In most of these examples Marvel’s numbers actually went UP after these characters were initially introduced. The stories generated interest and people went out and bought these books. So doesn’t that kind of kill the people hate diversity narrative? Yes old-school, long-time fans don’t like when the things they are fans of change. But those of us that have been around for awhile know in the end they will revert back.

So what could be really going on here? Well I think it’s a mixture of a few things. And things that Marvel and other media outlets might not be willing to talk about, but here is what I think is going on.

  1. People are suffering from Event Overload. Every summer since 2006 (The year of Marvel’s Civil War) both Marvel and DC have had a major crossover event in their books. Which meant if you wanted to follow the whole story you had to by issues of books you weren’t normally interested in. The readers are getting tired of this and frankly have stopped buying books because of it. These are just stunts to sell books and long time fans see through this. In many cases it also hurts the writing of characters when they are changed for the sake of needing them to do something specific in a crossover story.
  2.  John Romita Jr. said something else that people haven’t addressed, but I think is important, “Marvel doesn’t hire high-priced artists anymore. They hire high-priced writers instead, and they figure they can just fill in the artist later.” I have heard this from other artists that have worked for Marvel as well. Marvel has been outsourcing a lot of their art to South America, Indonesia and other countries. I’m not saying the art is bad, it’s just they are going where the labor is cheap and they are having the writers do full script (which means they add panel descriptions) and the artists are just following the script. There is no real creative input from the artists. In my opinion this sometimes causes the stories to come off as flat. A really good artist knows how to make the art dramatic and dynamic. They aren’t getting that a lot anymore. Remember, the comic book boom in the late 80s early 90s had a lot to do with the Marvel artist at the time. The same artist that back then felt unappreciated and went on to form Image.
  3. It was too much change at once. I know that sounds like I’m blaming diversity, but rather I’m blaming the pacing and frequency of the changes. For an example of this kind of failure, check the New 52. That began to hurt DC so much they are now undoing it. No diversity, but a lot of change to every major character in one fell swoop. People were interested when it started and it had a few good stories in it (court of owls) but in the long run people felt blindsided and smacked over the head with the changes. Longing for the way things were, they stopped reading.
  4. The movies are actually hurting them. Marvel have several very successful blockbuster movies under their belts. The problem is they are all based on the most recognizable versions of each property. So you would hope that these movies would attract new readers, but when fans of the films head into the comic shop, and they see the characters in the books don’t match the ones on the silver screen, they get discouraged and stop reading or don’t even start.

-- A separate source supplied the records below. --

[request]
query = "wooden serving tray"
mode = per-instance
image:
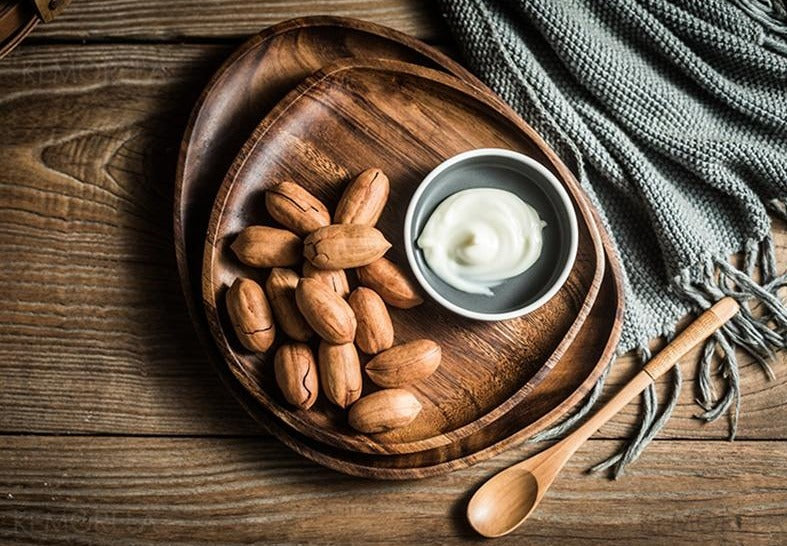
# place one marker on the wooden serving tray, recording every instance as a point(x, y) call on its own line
point(330, 38)
point(405, 119)
point(568, 382)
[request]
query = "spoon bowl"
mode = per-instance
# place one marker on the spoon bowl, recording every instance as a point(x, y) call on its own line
point(491, 519)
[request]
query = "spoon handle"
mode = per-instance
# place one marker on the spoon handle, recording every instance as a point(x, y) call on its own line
point(698, 331)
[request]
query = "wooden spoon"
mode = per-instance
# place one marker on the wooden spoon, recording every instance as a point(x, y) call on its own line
point(509, 497)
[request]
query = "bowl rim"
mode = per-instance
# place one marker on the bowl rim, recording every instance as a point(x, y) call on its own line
point(542, 171)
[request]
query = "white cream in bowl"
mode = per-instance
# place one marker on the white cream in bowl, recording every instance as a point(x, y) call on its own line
point(477, 238)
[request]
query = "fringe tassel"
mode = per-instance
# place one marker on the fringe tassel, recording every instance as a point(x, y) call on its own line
point(557, 431)
point(759, 334)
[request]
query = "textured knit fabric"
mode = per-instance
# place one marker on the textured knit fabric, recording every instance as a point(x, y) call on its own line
point(673, 116)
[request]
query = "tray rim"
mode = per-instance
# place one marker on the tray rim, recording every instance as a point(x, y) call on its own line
point(246, 48)
point(367, 444)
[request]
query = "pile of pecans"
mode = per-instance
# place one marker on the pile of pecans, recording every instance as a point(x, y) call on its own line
point(319, 301)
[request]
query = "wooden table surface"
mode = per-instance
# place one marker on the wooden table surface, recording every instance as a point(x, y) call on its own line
point(114, 426)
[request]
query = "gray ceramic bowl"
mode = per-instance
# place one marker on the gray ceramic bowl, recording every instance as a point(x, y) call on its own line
point(534, 184)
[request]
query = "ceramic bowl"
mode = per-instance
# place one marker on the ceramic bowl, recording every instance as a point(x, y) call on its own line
point(535, 185)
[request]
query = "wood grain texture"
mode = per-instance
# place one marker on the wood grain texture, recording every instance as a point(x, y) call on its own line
point(155, 20)
point(85, 201)
point(162, 490)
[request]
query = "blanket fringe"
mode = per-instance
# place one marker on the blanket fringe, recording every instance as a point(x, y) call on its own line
point(759, 334)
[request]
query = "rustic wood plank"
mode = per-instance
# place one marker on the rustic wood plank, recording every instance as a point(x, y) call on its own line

Maybe Marvel should have spent more time trying to align these universes instead of spreading them so far apart.
  5. And finally people just aren’t reading comics like they use to. With movies, cartoons, video games and more fans are getting their superhero fix in other mediums. Print has long been a dying medium and these books are starting to only appeal to the diehard collectors. But Marvel isn’t writing for them anymore. They are trying to attract a new younger audience, that quite frankly don’t have as much desire to read comics.

This is merely how I see it. Perhaps I’m wrong, and I do hope Marvel finds a way to right the ship and get people truly excited about them again. As a true believer nothing would make me happier, but we shall see what the future brings.